Member of the Assembly of the Republic
- In office 23 October 2015 – 30 January 2022
- Constituency: Lisbon

Member of the Odivelas Municipal Assembly
- Incumbent
- Assumed office 2009

Personal details
- Born: 23 June 1974 (age 52) Portugal
- Party: Social Democratic Party
- Occupation: Jurist

= Sandra Pereira (politician, born 1974) =

Portuguese politician

Sandra Cristina de Sequeiros Pereira (born 1974) is a Portuguese politician. As a member of the Social Democratic Party (PSD), she was first elected as a deputy to the 13th legislature of the Assembly of the Republic of Portugal in 2015 and was re-elected in 2019. She was not elected in the 2022 national election but returned to the Assembly after the March 2024 election.
==Early life and education==
Pereira was born on 23 June 1974. She obtained a degree in law. Since 2011 she has been associated with the Ligar á Vida association, an NGO designed to support social, educational, health and human rights projects in Portugal and Lusophone Countries. In Portugal it provides a nursing home, a home for children at risk, a day-care centre and a kindergarten. Between 2011 and 2015 she served as president of the annual general assembly of the NGO.
==Political career==
From 2009 Pereira has represented the PSD as a councillor on the Odivelas Municipal Council. In 2015 she stood as a candidate on the PSD list of candidates to represent the Lisbon District in the Assembly of the Republic and was elected, being re-elected in 2019. She was not elected in the 2022 election, when the Socialist Party of the prime minister, António Costa won an overall majority. In the 2024 national election that followed the resignation of Costa, after allegations of corruption against members of his government, the PSD formed a coalition with two smaller parties to fight the election, known as the Democratic Alliance (AD). Pereira was sixth on the list of AD candidates for the Lisbon constituency and was elected after the coalition won 14 seats.
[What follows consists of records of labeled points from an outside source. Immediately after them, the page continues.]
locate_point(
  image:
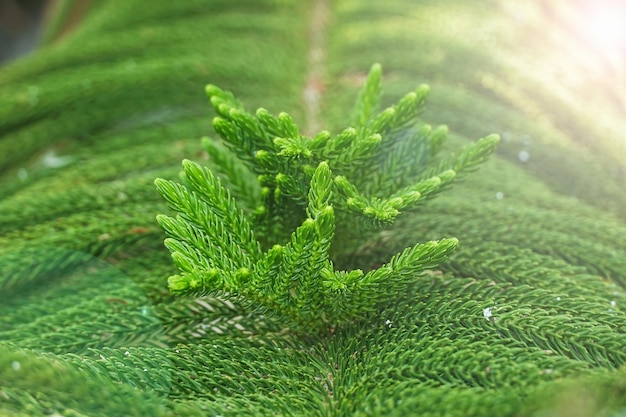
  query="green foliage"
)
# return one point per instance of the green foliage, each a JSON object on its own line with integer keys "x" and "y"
{"x": 89, "y": 327}
{"x": 215, "y": 245}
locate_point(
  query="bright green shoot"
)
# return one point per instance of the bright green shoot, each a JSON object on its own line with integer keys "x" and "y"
{"x": 297, "y": 196}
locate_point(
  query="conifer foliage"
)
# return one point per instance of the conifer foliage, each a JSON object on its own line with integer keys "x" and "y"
{"x": 302, "y": 195}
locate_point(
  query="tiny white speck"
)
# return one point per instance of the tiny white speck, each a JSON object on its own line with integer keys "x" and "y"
{"x": 33, "y": 93}
{"x": 487, "y": 313}
{"x": 523, "y": 156}
{"x": 51, "y": 160}
{"x": 22, "y": 174}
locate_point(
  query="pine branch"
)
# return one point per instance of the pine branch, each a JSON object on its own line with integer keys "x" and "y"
{"x": 289, "y": 271}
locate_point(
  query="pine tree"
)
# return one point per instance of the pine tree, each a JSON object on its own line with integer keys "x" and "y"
{"x": 523, "y": 318}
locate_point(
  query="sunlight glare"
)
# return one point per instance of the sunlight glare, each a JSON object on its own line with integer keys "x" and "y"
{"x": 605, "y": 28}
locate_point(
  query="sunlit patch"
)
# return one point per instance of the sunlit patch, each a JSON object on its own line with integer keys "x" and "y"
{"x": 606, "y": 28}
{"x": 603, "y": 25}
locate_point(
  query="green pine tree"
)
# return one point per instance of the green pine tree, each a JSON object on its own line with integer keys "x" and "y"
{"x": 307, "y": 272}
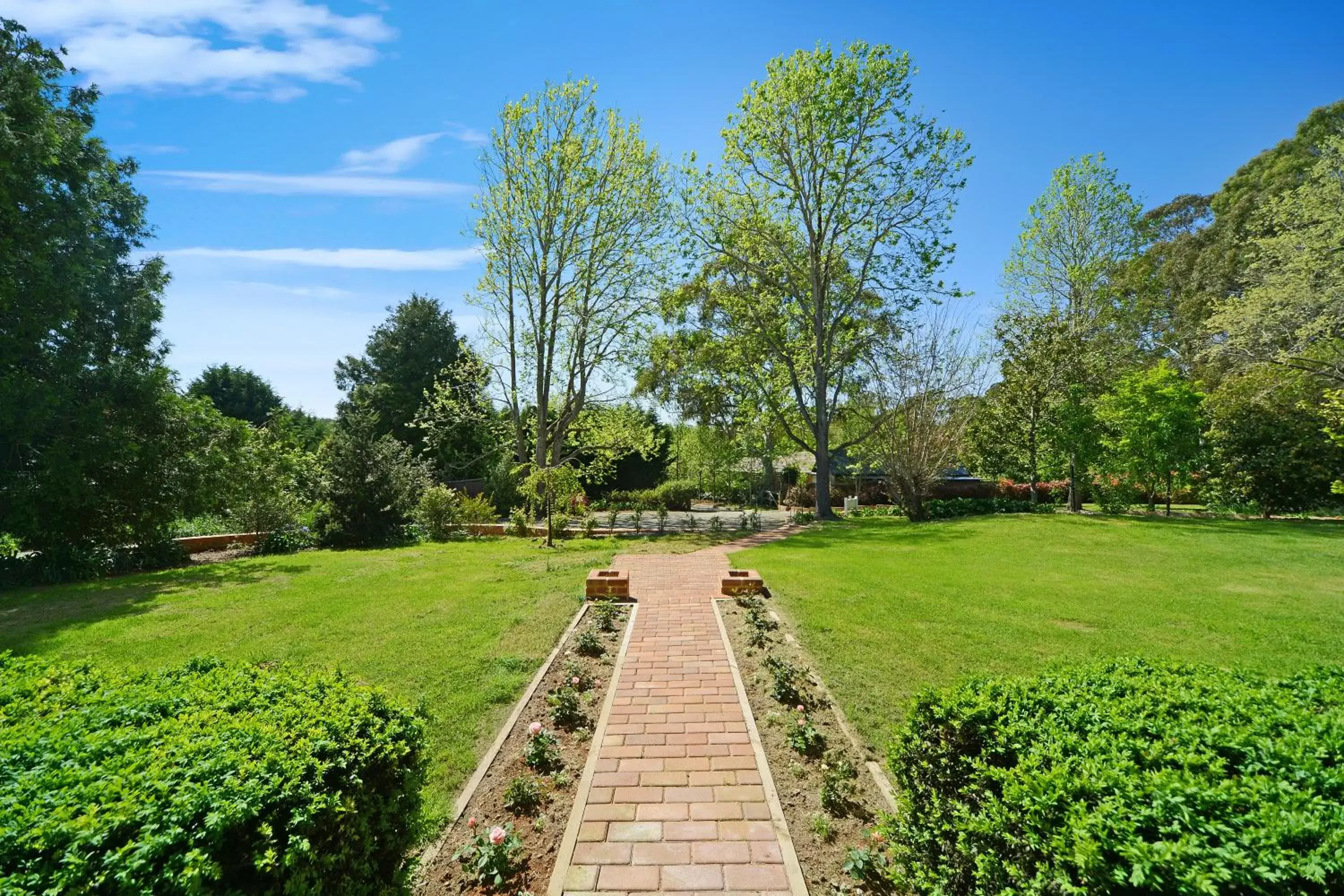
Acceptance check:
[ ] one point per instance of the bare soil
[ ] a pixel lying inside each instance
(542, 829)
(822, 848)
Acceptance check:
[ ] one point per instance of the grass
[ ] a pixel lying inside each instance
(460, 628)
(889, 607)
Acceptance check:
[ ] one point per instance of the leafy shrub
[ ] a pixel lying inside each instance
(203, 778)
(605, 616)
(373, 484)
(1049, 492)
(542, 753)
(566, 708)
(785, 681)
(838, 782)
(1127, 777)
(440, 512)
(578, 675)
(478, 509)
(492, 855)
(804, 737)
(287, 540)
(676, 495)
(867, 864)
(523, 796)
(588, 644)
(760, 620)
(945, 509)
(521, 523)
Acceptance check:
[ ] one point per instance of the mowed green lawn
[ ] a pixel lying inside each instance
(889, 607)
(461, 626)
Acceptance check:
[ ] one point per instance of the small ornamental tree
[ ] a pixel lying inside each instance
(1152, 428)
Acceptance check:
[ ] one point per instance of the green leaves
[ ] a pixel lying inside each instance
(1124, 777)
(203, 778)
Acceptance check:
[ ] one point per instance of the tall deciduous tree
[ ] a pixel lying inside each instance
(404, 358)
(237, 393)
(924, 394)
(1152, 429)
(573, 226)
(831, 210)
(1292, 312)
(1073, 242)
(90, 428)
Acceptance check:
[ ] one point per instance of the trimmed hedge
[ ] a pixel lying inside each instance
(1128, 777)
(205, 778)
(945, 509)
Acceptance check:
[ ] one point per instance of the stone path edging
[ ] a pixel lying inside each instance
(572, 828)
(797, 883)
(431, 852)
(676, 793)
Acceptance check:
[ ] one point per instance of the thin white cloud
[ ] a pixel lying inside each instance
(394, 260)
(467, 135)
(253, 47)
(390, 158)
(303, 292)
(334, 185)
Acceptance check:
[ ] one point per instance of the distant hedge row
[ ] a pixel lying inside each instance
(1124, 778)
(206, 778)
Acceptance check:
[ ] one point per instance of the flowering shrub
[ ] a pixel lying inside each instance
(804, 737)
(785, 687)
(491, 856)
(1124, 777)
(838, 782)
(604, 614)
(588, 644)
(522, 796)
(566, 707)
(578, 675)
(542, 751)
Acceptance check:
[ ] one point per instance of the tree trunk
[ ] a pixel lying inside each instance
(823, 449)
(1031, 461)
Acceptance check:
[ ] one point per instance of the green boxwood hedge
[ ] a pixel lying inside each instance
(1124, 778)
(207, 778)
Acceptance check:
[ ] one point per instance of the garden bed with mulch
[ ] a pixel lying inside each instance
(530, 786)
(828, 796)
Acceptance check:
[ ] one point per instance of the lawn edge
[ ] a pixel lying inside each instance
(565, 853)
(432, 852)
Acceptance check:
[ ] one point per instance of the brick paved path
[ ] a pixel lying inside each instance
(679, 800)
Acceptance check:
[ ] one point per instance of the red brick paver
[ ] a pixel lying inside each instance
(676, 801)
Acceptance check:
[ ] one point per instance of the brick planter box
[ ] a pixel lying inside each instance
(608, 583)
(198, 543)
(742, 582)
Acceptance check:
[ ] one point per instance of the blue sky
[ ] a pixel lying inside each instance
(310, 164)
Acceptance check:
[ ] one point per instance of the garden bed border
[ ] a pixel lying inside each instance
(565, 853)
(432, 852)
(792, 870)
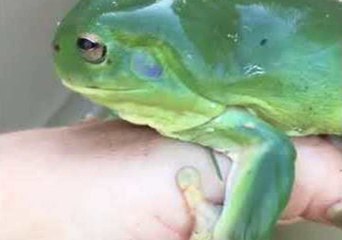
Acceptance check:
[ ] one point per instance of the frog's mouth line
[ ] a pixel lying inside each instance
(92, 90)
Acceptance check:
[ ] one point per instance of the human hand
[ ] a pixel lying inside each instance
(117, 181)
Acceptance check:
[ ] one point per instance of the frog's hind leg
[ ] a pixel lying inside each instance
(261, 178)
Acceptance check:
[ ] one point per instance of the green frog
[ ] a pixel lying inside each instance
(238, 76)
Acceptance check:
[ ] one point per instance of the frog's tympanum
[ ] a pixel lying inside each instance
(238, 76)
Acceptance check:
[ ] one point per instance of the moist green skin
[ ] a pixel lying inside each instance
(235, 75)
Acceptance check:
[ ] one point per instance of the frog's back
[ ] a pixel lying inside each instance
(280, 59)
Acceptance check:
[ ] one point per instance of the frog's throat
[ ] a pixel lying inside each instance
(175, 115)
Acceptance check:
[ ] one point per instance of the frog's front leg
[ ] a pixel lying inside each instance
(261, 179)
(204, 213)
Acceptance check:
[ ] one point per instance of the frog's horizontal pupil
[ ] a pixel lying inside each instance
(86, 44)
(263, 42)
(91, 49)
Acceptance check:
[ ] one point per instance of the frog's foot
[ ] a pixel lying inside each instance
(205, 214)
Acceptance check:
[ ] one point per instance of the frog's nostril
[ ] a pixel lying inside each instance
(56, 47)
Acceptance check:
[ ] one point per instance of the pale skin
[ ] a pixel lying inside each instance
(117, 181)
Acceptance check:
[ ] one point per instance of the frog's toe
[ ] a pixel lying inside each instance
(204, 213)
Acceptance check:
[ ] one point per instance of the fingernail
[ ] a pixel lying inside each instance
(335, 214)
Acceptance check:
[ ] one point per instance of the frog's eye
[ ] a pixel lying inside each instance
(91, 49)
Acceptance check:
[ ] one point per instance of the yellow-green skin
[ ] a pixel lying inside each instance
(235, 75)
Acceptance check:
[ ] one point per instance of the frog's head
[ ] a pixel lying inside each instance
(119, 54)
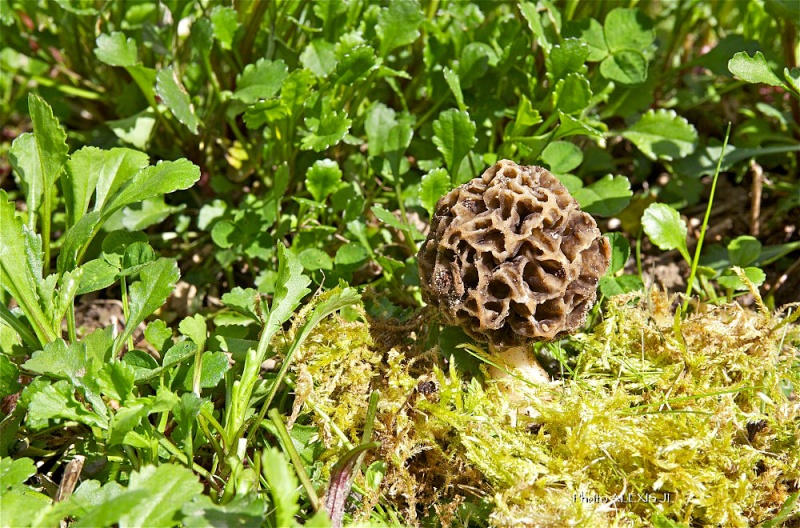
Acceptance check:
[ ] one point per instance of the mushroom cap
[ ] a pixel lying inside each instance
(511, 258)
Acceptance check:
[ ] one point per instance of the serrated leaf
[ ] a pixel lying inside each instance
(14, 472)
(92, 172)
(291, 287)
(753, 69)
(590, 32)
(562, 156)
(116, 50)
(169, 486)
(156, 283)
(731, 280)
(605, 197)
(398, 24)
(224, 22)
(213, 366)
(568, 57)
(314, 259)
(16, 275)
(620, 252)
(663, 134)
(58, 401)
(319, 56)
(283, 486)
(625, 67)
(171, 91)
(322, 179)
(454, 83)
(325, 131)
(351, 254)
(163, 178)
(454, 137)
(665, 228)
(573, 93)
(38, 158)
(628, 29)
(244, 301)
(434, 185)
(386, 217)
(355, 65)
(260, 80)
(9, 378)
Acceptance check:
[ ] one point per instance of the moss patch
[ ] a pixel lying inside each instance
(690, 420)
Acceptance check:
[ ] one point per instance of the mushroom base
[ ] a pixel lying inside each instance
(519, 361)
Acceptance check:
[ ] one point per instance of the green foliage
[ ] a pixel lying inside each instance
(178, 177)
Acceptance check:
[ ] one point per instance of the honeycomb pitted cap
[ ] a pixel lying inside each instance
(511, 258)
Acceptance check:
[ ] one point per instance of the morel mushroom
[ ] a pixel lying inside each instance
(511, 259)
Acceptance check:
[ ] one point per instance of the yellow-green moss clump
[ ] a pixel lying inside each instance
(693, 421)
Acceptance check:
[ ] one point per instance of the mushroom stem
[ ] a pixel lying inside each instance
(520, 361)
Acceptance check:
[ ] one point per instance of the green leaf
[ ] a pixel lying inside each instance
(628, 29)
(590, 32)
(620, 252)
(665, 228)
(314, 259)
(386, 217)
(567, 57)
(163, 178)
(562, 156)
(322, 179)
(175, 96)
(244, 301)
(260, 80)
(14, 472)
(116, 243)
(9, 378)
(213, 366)
(663, 134)
(753, 69)
(58, 401)
(398, 24)
(605, 197)
(157, 281)
(16, 275)
(744, 251)
(573, 94)
(168, 487)
(454, 137)
(91, 171)
(625, 67)
(242, 510)
(454, 83)
(290, 289)
(224, 22)
(195, 329)
(793, 78)
(731, 280)
(325, 131)
(116, 50)
(319, 56)
(434, 185)
(39, 157)
(350, 255)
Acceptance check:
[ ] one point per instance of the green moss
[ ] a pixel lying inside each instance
(692, 419)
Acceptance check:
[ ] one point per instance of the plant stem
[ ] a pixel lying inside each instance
(299, 468)
(699, 247)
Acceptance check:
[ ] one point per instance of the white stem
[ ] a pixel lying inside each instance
(520, 362)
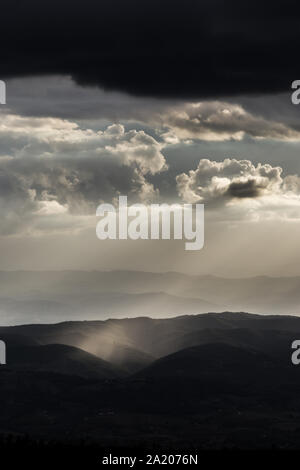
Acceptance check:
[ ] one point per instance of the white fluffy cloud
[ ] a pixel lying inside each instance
(52, 166)
(243, 189)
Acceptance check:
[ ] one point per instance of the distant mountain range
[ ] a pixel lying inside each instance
(211, 381)
(48, 297)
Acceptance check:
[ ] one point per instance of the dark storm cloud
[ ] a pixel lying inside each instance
(158, 48)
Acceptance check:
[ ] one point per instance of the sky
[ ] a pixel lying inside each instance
(186, 102)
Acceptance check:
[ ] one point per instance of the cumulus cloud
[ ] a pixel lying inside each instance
(230, 179)
(52, 166)
(219, 121)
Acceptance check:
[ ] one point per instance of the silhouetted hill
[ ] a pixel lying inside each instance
(49, 296)
(61, 359)
(216, 362)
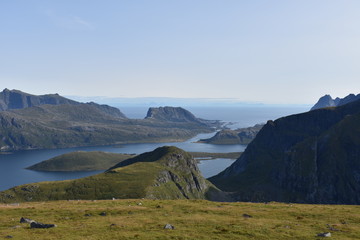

In Parliament, Pereira has served on the Health Committee. She has been outspoken on the subject of domestic violence and, as a graduate in law, has argued that judges need to be better trained to try domestic violence cases. She has also argued in favour of re-opening the discussion on euthanasia, which was approved by the Portuguese parliament in May 2023, arguing that it should be put to a referendum.